MiSeq amplicon sequencing Primers?

[SDPA_Pet]

Hi guys,

I sent some soil samples to a commercial sequencing center. I do fungal ITS sequencing (300bpX 2 paired-end) Miseq.

As you know, I use forward and reversed primers when I did PCR. I suppose Paired-end means sequencing twice, right? I suppose they should use forward primers to sequence once and reverse primer to sequence from another time.

However, I received two mapping files from sequencing center. Both mapping file show they only used forward primer? I am wondering if this is normal?

I know in our forward primer always better and accurate. Back to old days (Sanger sequencing) we only use forward primers to run sequencing reactions.

If you guys are familiar with paired-end amplicon sequencing, I am wondering if it is normal to use only one primer to sequence both (paired).

Thanks,

[nucacidhunter]

I assume you have done PCR wit ITS region specific primers with no Illumina overhang or full adapter sequences.
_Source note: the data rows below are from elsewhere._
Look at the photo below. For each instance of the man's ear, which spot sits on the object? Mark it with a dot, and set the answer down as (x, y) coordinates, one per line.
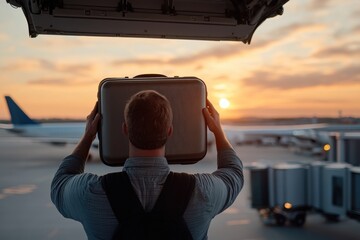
(170, 131)
(125, 129)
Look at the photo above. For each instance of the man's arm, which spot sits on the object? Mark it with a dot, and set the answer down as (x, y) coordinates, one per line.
(227, 181)
(67, 181)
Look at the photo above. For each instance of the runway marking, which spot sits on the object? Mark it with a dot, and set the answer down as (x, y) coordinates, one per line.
(53, 233)
(17, 190)
(238, 222)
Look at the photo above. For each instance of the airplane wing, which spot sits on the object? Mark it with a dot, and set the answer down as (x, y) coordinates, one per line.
(231, 20)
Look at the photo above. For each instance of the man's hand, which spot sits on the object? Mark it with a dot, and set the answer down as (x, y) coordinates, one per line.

In this case they must have prepared library by adapter ligation which will result in non-direction library so R1 and R2 can start for some fragments from forward direction and for others from reverse direction.

You should check some reads from R1 and R2 sequence folders and you should see in both sequences starting with forward and reverse primers, unless they have been sequenced with custom primers or have been trimmed to remove PCR primers.

[SDPA_Pet]

Quote:

Originally Posted by nucacidhunter

I assume you have done PCR wit ITS region specific primers with no Illumina overhang or full adapter sequences. In this case they must have prepared library by adapter ligation which will result in non-direction library so R1 and R2 can start for some fragments from forward direction and for others from reverse direction.
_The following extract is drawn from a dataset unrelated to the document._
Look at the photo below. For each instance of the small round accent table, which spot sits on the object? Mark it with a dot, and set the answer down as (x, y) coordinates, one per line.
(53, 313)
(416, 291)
You should check some reads from R1 and R2 sequence folders and you should see in both sequences starting with forward and reverse primers, unless they have been sequenced with custom primers or have been trimmed to remove PCR primers.

I don't quite understand, but I didn't do PCR. I gave them gDNA. They did the PCR and sequencing for me.
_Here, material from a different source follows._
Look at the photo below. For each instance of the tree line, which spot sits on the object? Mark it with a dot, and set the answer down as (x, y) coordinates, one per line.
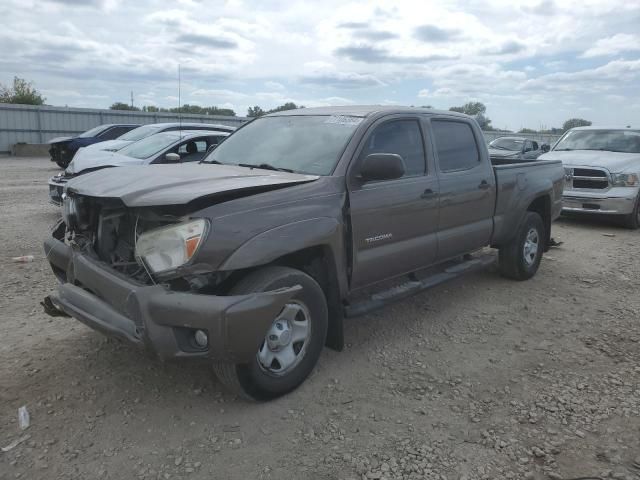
(23, 92)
They didn't give me raw fastq files such as R1 and R2. They only give me a combined fasta file. I only find adapter sequence and forward primer sequences in the fast file. I don't they if they removed reversed primers or they only did sequencing using forward primer.

[nucacidhunter]

Paired end sequencing means that library fragments (in this case ITS amplicons) are sequenced from both ends so R1 and R2 of the fragment are in opposite direction. If sequencing cycles are longer than library fragment then R1 nad R2 can be merged (if there is enough overlap). You can ask the sequencing centre to provide at least the workflow and that should answer your question.

[SDPA_Pet]

Quote:

Originally Posted by nucacidhunter

Paired end sequencing means that library fragments (in this case ITS amplicons) are sequenced from both ends so R1 and R2 of the fragment are in opposite direction. If sequencing cycles are longer than library fragment then R1 nad R2 can be merged (if there is enough overlap). You can ask the sequencing centre to provide at least the workflow and that should answer your question.

“R1 and R2 of the fragment are in oppossite direction". -- I know this. However, my question is when they sequence R1 and R2, do they have to use two primers? For example, R1 uses forward primer and R2 uses reverse primer.

Or they even don't have to use the PCR primer? They use universal primers?

[nucacidhunter]

R1 and R2 are sequenced with different primers. Sequencing primers could be one of Illumina sequencing primers or custom primers based on amplicon sequence. The primer choice is based on library prep workflow and design.